Re: [PATCH 03/10] jump label v11: base patch

From: Konrad Rzeszutek Wilk
Date: Tue Sep 21 2010 - 14:31:11 EST


On Fri, Sep 17, 2010 at 11:09:00AM -0400, Jason Baron wrote:
> base patch to implement 'jump labeling'. Based on a new 'asm goto' inline
> assembly gcc mechanism, we can now branch to labels from an 'asm goto'
> statment. This allows us to create a 'no-op' fastpath, which can subsequently
> be patched with a jump to the slowpath code. This is useful for code which
> might be rarely used, but which we'd like to be able to call, if needed.
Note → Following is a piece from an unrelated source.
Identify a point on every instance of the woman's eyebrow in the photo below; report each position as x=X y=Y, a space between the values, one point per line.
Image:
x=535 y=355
> Tracepoints are the current usecase that these are being implemented for.
>
> Signed-off-by: Jason Baron <jbaron@xxxxxxxxxx>
> ---
> Makefile | 5 +
> arch/Kconfig | 3 +
> arch/x86/include/asm/alternative.h | 3 +-
> arch/x86/kernel/alternative.c | 2 +-
> include/asm-generic/vmlinux.lds.h | 10 +
> include/linux/jump_label.h | 58 ++++++
> include/linux/module.h | 5 +-
> kernel/Makefile | 2 +-
> kernel/jump_label.c | 338 ++++++++++++++++++++++++++++++++++++
> kernel/kprobes.c | 1 +
> kernel/module.c | 6 +
> scripts/gcc-goto.sh | 5 +
> 12 files changed, 434 insertions(+), 4 deletions(-)
> create mode 100644 include/linux/jump_label.h
> create mode 100644 kernel/jump_label.c
> create mode 100644 scripts/gcc-goto.sh
>
> diff --git a/Makefile b/Makefile
> index 92ab33f..a906378 100644
> --- a/Makefile
> +++ b/Makefile
> @@ -591,6 +591,11 @@ KBUILD_CFLAGS += $(call cc-option,-fno-strict-overflow)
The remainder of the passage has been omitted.